Она не забыла. Адам понял это по нежному румянцу, охватившему ее скулы, который он так любил.
– Ну, если ты устал, то мы, конечно, можем и не ходить сегодня, – пробормотала она, пряча улыбку в бокал.
– Да, путешествие – дело весьма утомительное, – великодушно согласился Адам, поймав взгляд князя. Голицын испытывал явное наслаждение, слушая их нежные препирательства.

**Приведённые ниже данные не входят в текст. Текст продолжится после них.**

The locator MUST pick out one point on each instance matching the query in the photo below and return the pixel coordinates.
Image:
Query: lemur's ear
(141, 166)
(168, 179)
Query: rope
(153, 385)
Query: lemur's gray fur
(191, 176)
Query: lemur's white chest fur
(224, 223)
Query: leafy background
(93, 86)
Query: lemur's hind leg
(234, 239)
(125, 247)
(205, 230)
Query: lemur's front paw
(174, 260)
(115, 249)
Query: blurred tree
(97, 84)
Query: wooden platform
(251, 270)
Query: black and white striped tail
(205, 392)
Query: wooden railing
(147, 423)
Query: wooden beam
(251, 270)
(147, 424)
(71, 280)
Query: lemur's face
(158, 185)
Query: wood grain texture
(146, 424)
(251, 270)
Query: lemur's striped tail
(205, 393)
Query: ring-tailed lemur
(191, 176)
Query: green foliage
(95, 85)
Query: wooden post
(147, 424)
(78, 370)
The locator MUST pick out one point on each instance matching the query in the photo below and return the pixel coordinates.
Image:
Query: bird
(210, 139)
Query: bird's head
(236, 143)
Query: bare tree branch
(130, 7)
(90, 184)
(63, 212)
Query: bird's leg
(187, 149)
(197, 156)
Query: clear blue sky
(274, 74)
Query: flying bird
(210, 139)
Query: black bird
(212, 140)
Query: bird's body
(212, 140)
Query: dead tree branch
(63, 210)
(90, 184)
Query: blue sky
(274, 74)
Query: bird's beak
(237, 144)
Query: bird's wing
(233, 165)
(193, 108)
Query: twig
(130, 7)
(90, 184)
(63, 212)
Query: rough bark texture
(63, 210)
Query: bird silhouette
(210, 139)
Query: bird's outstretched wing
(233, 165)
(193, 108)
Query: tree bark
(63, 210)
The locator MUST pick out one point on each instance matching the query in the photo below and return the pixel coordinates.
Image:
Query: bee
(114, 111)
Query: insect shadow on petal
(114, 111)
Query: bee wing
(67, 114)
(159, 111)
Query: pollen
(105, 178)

Софи подняла голову и перехватила этот взгляд, отчего покраснела еще больше. Но взяла себя в руки и потянулась за вазочкой с черной икрой, стоящей посередине стола. Положив себе изрядную порцию, она поинтересовалась:
– Адам, а ты не хочешь попробовать? Очень вкусная икра. После ужина все отправились в библиотеку, но просидели там недолго. Софи, чье недавнее возбуждение, встретив соответствующий отпор, несколько улеглось, не стала возражать, когда дед поднялся, сообщив, что привык рано отходить ко сну. Вслед за ним встал Адам и подал ей руку. Положив ей руку на талию, он повел ее вверх по лестнице в западное крыло дома. На лице его играла улыбка, а в глазах стояло смешанное выражение удивления и упрека.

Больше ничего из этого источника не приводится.